Star Wars Lords of the Sith Review

Lords of the Sith Review
Lords of the Sith Review

Before I progress any further with this review allow me to apologize for my absence. I have only just completed my master thesis, and though I like writing about Science Fiction my study does take precedence. But fear not, after May 19th I will be finished with that part of my life and then I can focus on SF, and my busy professional life as a data scientist!

Lords of the Sith Review

Lords of the Sith is one of the few novels recently released to set the stage for this falls’ The Force Awakens. However, after reading it I think it should be considered just a part of the non-canon Expanded Universe because it doesn’t show anything that wasn’t known before. From a certain point of view, if I may use a quote from Obi-Wan, that is this novels biggest flaw. Paul S. Kemp is a gifted writer, he doesn’t write a word too much nor does he hurry through the plot, but it does feel as if he had to contend with a hundred LucasFilm lawyers who weren’t keen to set anything in stone after the Expanded Universe was ditched.

Lords of the Sith takes place around 8 years after the conclusion of the Clone Wars. Darth Vader and Emperor Palpatine travel to planet Ryloth to quell an uprising. Palpatine doesn’t use his Sith name, Sidious, because he doesn’t want to draw any unnecessary attention. Once above Ryloth their Star Destroyer is attacked by rebel Twi’leks. Though Darth Vader seems to suspect that Palpatine knows everything that is about to unfold. Palpatine doesn’t hide he has a purpose for allowing the attacks to unfold. At the end of the story he has successfully extinguished the remaining ghosts of Vader, ensuring his continued loyalty. Sadly, despite just one reference to the Sith rule-of-two there is no little background reference given to their dark cult. There is in fact no mention of Darth Bane who instituted the rule-of-two. Near the end of the novel, Palpatine and Vader go by the name of Krataa and Irluuk (Death and Fate) when they approach a Twi’lek village, but that is it. Despite some interesting dialogue between Darth Vader and Palpatine I have to conclude that Lords of the Sith simply fails to live up to its title.
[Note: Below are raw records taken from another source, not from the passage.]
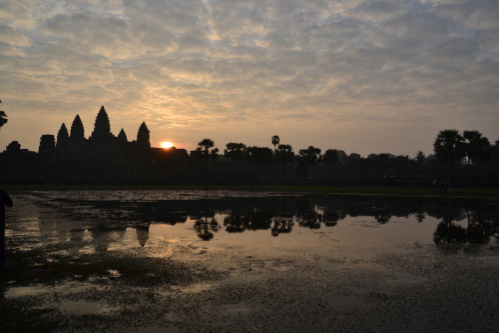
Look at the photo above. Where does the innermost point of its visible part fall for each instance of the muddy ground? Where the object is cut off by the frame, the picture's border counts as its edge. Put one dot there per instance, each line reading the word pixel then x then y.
pixel 188 288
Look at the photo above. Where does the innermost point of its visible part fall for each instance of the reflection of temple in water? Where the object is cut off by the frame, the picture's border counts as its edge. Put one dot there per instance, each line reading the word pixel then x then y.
pixel 107 220
pixel 142 234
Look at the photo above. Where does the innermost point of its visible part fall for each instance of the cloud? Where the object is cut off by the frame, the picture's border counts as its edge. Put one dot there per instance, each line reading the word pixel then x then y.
pixel 202 64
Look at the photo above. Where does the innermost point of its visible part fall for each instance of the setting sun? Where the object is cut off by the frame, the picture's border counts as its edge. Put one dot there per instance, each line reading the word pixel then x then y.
pixel 166 144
What is also strange is that most of story isn’t about Darth Vader and Emperor Palpatine. Instead, Twi’lek freedom fighters such as Cham and Isval and their attempts to ambush the Sith form the core. Other characters such as Moff Mors and Colonel Belkors are important secondary characters, leaving just a small part of the 280 pages to Master and Apprentice. Cham and Isval are to a certain degree aware Darth Vader’s powers, but their ambush planning doesn’t seem to take much account of this. This novel is thus certainly no Day Of The Jackal and because the ending is never in doubt, as that would contradict events of Return Of The Jedi, it feels in many ways superfluous to the entire Star Wars mythology. That said, without spoiling anything, one of the rebel Twi’leks manages to escape the carnage of the last 20 pages and thus set the seed for the later Rebel Alliance. That would have been a better premise to start with.


Lords of The Sith isn’t a bad Star Wars novel. It’s just rather light and superfluous when it comes to actual story telling. In fact we learn more about Twi’lek culture than we do about Sith culture. It feels as though this novel was written long before J.J. Abrams decided to film The Force Awakens. It doesn’t contradict anything of the Expanded Universe and it seems to fit better there than with the rebooted franchise. Paul S. Kemp delivers an OK novel, just not a brilliant one and I decide to blame that on the lawyers. This was Lords of the Sith Review, I hope you enjoyed reading it. Sadly, the giveaway copy of Lords of the Sith has  already been sent to Darth David. But you can still join the Poseidon’s Wake contest.

Score; 7 / 10. A superfluous Star Wars outing, its rather light reading I am afraid.